Authors' rights society Sacem has ended its legal action against leading French film and television studio and distributor Canal Plus over the non-payment of royalties and agreed to a global deal for the use of its members' repertoire.
Sacem had recently begun legal proceedings against Canal Plus, which is owned by Universal Music parent company Vivendi, after it stopped paying the collection society royalties for music broadcast on its TV networks in late 2016.
That dispute has continued throughout this year and was only resolved this month when the two parties signed a deal over the payment of royalties for the use of Sacem works across all of the broadcaster's channels and satellite services.
Under the terms of the agreement, Canal Plus will pay Sacem "all sums due for 2017" and submit details of the works used so that collections "can be distributed as soon as possible to the creators and publishers concerned."
In return, Sacem is dropping all pending legal proceedings and has also entered into a new agreement with Canal Plus that carries a minimum duration of two years, beginning January 1 2018.
"Once again, Sacem has demonstrated the importance of the collective management model in defending the rights of creators," said CEO Jean-Noël Tronc in a statement.
"We hope that the strategic repositioning of Canal Plus Group will allow it to successfully re-establish itself to the benefit of the entire creative ecosystem," he went on to say.

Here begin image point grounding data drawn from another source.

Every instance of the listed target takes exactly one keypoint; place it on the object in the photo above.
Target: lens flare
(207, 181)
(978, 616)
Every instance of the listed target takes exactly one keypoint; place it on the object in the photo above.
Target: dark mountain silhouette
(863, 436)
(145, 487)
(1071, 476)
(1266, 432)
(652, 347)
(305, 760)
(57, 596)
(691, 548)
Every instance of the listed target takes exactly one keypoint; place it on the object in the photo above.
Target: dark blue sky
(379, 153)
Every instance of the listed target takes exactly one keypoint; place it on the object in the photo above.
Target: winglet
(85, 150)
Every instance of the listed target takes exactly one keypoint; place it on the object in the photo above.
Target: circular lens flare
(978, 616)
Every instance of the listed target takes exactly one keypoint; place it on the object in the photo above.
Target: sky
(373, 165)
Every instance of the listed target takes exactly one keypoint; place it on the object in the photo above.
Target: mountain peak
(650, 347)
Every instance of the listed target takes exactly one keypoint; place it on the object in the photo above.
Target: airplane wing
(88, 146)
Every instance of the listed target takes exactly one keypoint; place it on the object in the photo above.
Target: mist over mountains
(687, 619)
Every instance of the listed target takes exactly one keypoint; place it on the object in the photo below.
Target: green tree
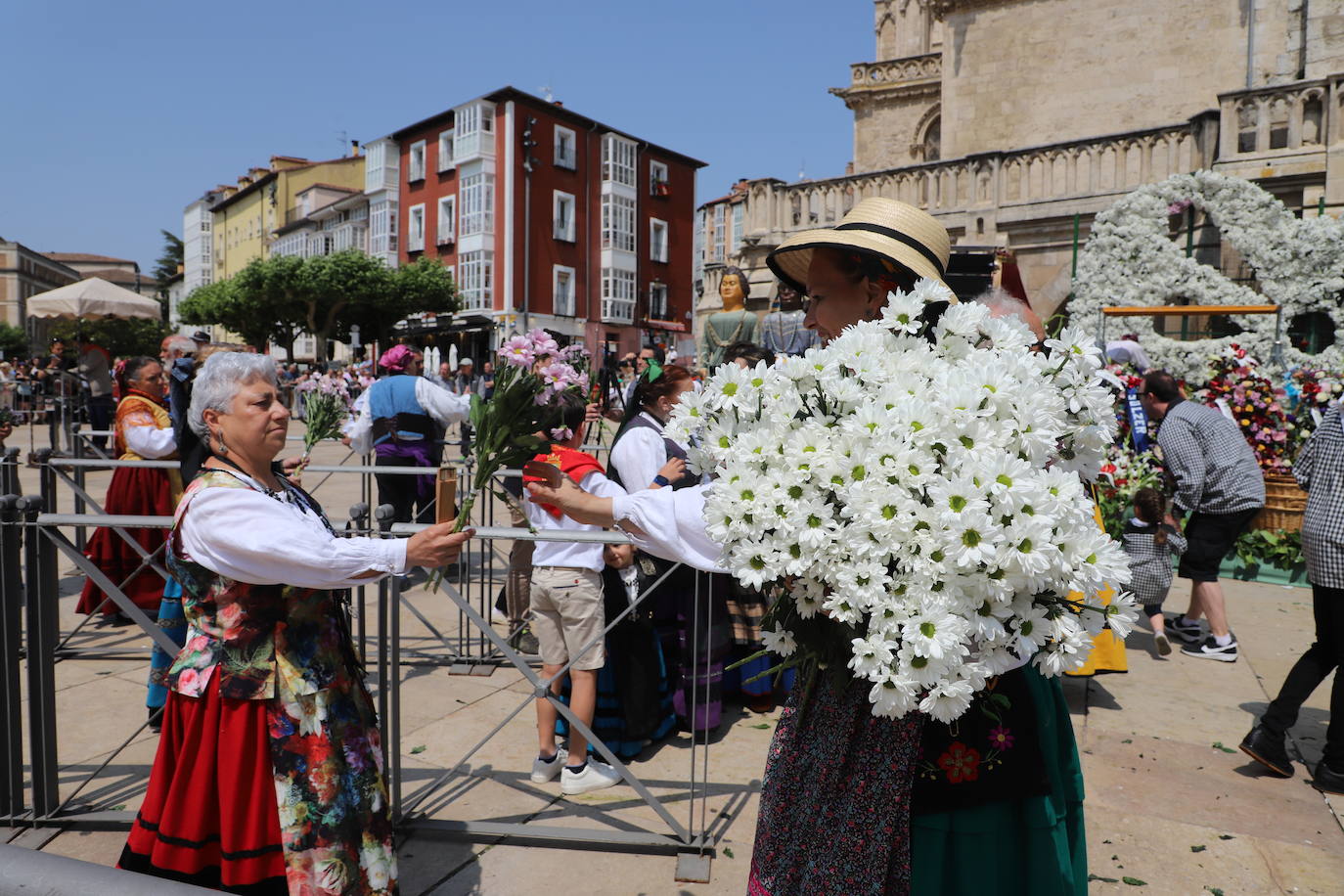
(277, 298)
(14, 341)
(238, 310)
(122, 338)
(165, 267)
(423, 285)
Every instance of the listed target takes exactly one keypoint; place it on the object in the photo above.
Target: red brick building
(547, 218)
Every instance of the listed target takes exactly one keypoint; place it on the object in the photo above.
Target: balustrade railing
(1099, 165)
(1281, 118)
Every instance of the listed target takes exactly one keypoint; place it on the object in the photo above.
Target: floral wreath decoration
(1131, 259)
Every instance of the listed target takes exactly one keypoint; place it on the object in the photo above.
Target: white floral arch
(1129, 259)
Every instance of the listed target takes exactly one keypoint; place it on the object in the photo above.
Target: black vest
(671, 448)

"With this agreement, our group renews its commitment to the financing of creation and support of authors in France," added Jean-Christophe Thiery, chairman of the Canal Plus Group Management Board.
The benefits of the deal also extend beyond France with just under 20,000 of Sacem's 161,000 members coming from outside the country. In 2016, the organization -- which represents over 118 million works and some of the world's most successful songwriters -- generated record revenues of €1.37 billion ($1.5 billion) and paid out €1.2 billion ($1.3 billion) to members and affiliate neighbouring rights organizations (up 2 percent on 2015).